La regione a statuto speciale di Hong Kong ad oggi è annoverata nella "black list" italiana dei cosiddetti stati "non collaborativi".
Hong Kong gode di un regime fiscale privilegiato; lo scambio di informazioni tra le amministrazioni locali è pressoché inesistente e la sua incidenza fiscale è notevolmente inferiore rispetto a quella italiana.
Per lo stato italiano, i costi derivanti da operazioni intercorse tra società residenti in Italia ed imprese fiscalmente domiciliate ad Hong Kong, sono da considerarsi indeducibili.
Inoltre i redditi prodotti dalle imprese residenti o localizzate ad Hong Kong e partecipate da un soggetto residente fiscalmente in Italia, si considerano imputabili a quest'ultimo in quanto non esiste tra i due stati una convenzione contro le doppie imposizioni.
Le necessità di bilancio del Governo Italiano spingono il Ministro Giulio Tremonti ad aumentare la pressione su Hong Kong.
I clienti italiani di società Hongkonghine dovranno, secondo quanto prevede il Decreto Ministeriale del 30 marzo 2010, informare dettagliatamente l'autorità fiscale italiana sulle transazioni finanziarie tra società di Hong Kong e società Italiane.
L'obiettivo del Ministro è quello di controllare i trasferimenti di reddito dall'Italia ad Hong Kong. È opinione dei collaboratori di Tremonti che molti contribuenti italiani utilizzino delle società di Hong Kong per riuscire a trasferire il loro reddito fuori dall'Italia.
Il meccanismo utilizzato da questi contribuenti infedeli, è quello dell'intermediazione di una società senza alcuna sostanza, il cui unico scopo è di estrarre reddito da una normale transazione commerciale. In realtà la società di Hong Kong esiste solo sulla carta non avendo alcuna operatività, non presentando contabilità, bilanci o dichiarazione dei redditi.
Questo sotterfugio permette l'estrazione dei redditi a fronte dell'acquisto di beni cinesi: il produttore cinese fornisce i beni direttamente al cliente italiano, ma fattura alla società di Hong Kong, la quale fattura a sua volta con un margine opportuno alla società italiana.
In seguito la società di Hong Kong invia il margine della transazione sul conto personale del socio della società italiana, conto bancario aperto in una banca offshore. Questa pratica sottrae illegittimamente reddito imponibile al Governo Italiano, e rende evasori fiscali i contribuenti italiani che la eseguono.

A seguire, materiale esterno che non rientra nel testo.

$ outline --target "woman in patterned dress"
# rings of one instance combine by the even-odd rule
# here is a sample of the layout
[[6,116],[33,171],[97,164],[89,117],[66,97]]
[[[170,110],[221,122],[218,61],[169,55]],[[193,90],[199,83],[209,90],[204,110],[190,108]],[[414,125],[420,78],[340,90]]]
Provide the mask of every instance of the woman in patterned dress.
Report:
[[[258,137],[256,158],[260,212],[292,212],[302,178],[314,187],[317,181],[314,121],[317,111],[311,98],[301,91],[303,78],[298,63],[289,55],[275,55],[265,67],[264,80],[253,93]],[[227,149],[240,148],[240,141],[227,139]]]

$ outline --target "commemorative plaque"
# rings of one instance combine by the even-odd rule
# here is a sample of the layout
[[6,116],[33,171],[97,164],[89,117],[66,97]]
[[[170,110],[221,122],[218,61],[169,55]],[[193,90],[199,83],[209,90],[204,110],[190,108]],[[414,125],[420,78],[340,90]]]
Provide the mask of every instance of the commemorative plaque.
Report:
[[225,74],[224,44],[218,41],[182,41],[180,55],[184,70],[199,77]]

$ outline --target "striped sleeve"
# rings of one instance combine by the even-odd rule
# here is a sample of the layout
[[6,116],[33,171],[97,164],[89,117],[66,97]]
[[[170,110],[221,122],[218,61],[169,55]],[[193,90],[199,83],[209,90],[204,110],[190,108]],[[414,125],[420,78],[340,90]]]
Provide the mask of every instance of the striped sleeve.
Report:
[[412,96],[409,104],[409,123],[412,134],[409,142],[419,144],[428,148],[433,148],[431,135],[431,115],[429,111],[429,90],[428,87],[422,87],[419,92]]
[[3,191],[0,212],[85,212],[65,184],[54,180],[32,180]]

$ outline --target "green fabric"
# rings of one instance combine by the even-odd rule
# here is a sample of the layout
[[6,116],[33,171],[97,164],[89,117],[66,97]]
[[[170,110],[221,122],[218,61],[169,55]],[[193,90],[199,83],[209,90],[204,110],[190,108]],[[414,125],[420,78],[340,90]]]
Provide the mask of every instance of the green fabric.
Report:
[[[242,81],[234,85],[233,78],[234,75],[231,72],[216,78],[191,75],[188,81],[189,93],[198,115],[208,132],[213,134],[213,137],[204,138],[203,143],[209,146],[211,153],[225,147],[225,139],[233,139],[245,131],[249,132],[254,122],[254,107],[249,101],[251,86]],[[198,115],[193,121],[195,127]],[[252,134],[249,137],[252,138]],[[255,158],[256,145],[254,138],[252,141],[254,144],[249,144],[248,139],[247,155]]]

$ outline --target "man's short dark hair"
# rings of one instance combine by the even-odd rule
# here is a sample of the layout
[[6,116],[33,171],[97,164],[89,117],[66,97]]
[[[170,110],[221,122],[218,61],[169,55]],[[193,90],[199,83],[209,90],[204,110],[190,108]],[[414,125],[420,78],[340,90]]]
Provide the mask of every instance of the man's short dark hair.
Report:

La richiesta del Governo Italiano, di controllare tutti i pagamenti da e per Hong Kong, si basa su una Legge (art.110 TUIR) che impedisce alle imprese Italiane di contabilizzare i costi fatturati dalle società registrate in paesi che appaiono nella black list emanata dal Governo.
L'applicazione di questa norma influenza molto negativamente i clienti italiani fiscalmente onesti, ma che acquistano i prodotti cinesi da società residenti ad Hong Kong.

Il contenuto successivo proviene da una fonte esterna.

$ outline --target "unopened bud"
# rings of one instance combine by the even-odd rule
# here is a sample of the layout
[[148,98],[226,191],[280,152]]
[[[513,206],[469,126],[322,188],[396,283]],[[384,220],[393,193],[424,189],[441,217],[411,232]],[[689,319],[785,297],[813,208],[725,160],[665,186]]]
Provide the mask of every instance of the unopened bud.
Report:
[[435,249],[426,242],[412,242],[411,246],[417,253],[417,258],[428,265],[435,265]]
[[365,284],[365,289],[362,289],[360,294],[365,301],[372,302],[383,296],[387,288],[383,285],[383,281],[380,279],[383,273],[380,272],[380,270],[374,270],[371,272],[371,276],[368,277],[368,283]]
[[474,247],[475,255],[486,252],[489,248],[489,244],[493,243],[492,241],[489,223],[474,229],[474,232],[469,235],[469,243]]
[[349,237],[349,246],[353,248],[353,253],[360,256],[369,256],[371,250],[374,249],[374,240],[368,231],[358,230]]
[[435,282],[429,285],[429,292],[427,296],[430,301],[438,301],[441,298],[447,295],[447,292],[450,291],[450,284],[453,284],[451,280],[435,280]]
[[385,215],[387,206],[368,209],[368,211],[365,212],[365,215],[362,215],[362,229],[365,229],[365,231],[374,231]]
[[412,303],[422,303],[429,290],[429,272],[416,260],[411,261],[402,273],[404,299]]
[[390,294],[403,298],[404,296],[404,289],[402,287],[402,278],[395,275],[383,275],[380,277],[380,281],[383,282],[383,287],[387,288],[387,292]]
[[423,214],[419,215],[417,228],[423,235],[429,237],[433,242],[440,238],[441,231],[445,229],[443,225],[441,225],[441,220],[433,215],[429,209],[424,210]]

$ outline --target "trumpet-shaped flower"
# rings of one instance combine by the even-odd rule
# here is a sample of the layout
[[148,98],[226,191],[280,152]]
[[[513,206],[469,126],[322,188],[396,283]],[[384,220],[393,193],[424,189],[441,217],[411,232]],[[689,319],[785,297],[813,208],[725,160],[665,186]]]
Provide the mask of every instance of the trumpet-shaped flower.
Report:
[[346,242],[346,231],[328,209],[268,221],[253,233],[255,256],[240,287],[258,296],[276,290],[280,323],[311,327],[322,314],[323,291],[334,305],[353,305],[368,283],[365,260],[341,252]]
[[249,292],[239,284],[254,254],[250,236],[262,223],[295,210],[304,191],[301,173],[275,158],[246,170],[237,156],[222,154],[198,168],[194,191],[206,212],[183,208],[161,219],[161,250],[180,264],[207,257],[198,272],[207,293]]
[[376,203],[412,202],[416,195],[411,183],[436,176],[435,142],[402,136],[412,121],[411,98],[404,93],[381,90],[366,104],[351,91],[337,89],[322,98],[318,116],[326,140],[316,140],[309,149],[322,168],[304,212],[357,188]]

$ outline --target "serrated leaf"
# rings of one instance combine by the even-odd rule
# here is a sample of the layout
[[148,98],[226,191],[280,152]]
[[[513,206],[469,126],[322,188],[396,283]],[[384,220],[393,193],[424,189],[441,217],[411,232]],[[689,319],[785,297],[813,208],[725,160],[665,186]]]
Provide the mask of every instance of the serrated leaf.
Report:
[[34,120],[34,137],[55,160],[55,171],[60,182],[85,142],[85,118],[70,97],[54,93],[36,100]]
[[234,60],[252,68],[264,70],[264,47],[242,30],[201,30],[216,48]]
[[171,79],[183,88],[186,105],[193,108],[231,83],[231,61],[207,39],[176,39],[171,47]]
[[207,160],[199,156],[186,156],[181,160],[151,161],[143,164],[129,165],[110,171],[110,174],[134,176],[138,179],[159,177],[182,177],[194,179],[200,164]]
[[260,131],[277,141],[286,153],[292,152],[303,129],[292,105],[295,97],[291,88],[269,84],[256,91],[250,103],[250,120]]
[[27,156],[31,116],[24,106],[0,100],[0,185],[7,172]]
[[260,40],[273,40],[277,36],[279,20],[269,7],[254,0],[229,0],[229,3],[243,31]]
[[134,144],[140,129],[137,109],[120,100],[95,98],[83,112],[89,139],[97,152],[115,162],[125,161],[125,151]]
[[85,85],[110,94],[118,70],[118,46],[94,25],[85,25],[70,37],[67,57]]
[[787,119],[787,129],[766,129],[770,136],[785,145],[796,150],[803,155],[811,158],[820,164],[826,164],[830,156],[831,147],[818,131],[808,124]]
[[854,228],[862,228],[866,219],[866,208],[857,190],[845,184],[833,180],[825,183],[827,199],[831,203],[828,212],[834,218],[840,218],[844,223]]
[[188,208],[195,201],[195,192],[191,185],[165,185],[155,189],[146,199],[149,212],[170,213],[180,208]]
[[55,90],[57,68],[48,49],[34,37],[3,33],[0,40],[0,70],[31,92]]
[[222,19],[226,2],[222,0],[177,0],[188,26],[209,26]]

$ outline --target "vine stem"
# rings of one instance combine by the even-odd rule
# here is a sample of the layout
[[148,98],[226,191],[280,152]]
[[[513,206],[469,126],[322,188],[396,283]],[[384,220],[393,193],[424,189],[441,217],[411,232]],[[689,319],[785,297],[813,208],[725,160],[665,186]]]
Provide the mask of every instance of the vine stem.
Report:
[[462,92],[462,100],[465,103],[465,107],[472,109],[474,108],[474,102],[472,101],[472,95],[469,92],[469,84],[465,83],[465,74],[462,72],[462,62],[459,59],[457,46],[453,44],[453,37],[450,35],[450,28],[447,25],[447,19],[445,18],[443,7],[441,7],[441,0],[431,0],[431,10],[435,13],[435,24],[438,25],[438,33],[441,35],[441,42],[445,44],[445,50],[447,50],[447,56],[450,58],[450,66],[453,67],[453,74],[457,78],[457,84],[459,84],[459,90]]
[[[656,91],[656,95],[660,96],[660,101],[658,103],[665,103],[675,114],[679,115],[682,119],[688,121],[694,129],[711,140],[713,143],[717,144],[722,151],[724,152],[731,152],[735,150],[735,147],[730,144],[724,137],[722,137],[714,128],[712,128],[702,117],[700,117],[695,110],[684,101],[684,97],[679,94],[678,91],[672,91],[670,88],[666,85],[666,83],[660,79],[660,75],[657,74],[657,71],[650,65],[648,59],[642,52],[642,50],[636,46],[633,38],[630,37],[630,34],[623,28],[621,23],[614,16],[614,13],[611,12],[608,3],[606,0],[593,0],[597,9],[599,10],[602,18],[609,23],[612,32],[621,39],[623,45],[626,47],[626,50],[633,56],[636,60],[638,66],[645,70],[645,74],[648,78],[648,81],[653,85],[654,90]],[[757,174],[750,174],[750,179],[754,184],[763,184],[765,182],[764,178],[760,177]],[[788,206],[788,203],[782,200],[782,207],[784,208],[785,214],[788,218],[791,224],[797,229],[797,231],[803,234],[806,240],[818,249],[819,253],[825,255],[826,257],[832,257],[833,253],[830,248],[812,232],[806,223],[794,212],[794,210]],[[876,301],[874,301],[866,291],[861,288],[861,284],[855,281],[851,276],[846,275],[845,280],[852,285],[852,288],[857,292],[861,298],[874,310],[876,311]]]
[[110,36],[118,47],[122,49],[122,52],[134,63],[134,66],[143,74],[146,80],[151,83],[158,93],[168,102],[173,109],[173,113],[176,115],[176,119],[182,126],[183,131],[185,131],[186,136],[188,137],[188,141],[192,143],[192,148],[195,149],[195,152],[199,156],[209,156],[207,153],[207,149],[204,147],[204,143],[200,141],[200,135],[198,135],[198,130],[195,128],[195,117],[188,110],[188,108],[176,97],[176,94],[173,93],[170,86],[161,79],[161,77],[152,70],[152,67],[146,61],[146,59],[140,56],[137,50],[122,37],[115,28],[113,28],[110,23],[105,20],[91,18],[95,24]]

Per le imprese italiane, è impossibile registrare i costi fatturati da imprese cinesi utilizzanti società di trading residenti a Hong Kong. La mancata contabilizzazione di questi costi ha l'effetto di aumentare il reddito della società italiana e di conseguenza di aumentare le tasse da pagare.
L'unica via per evitare l'applicazione di questa norma è quella della richiesta preventiva all'Amministrazione fiscale italiana di una certificazione di compliance fiscale delle operazioni commerciali effettuate con Hong Kong. È una procedura onerosa, da ripetere ogni periodo fiscale annuale, il cui risultato non è certamente scontato.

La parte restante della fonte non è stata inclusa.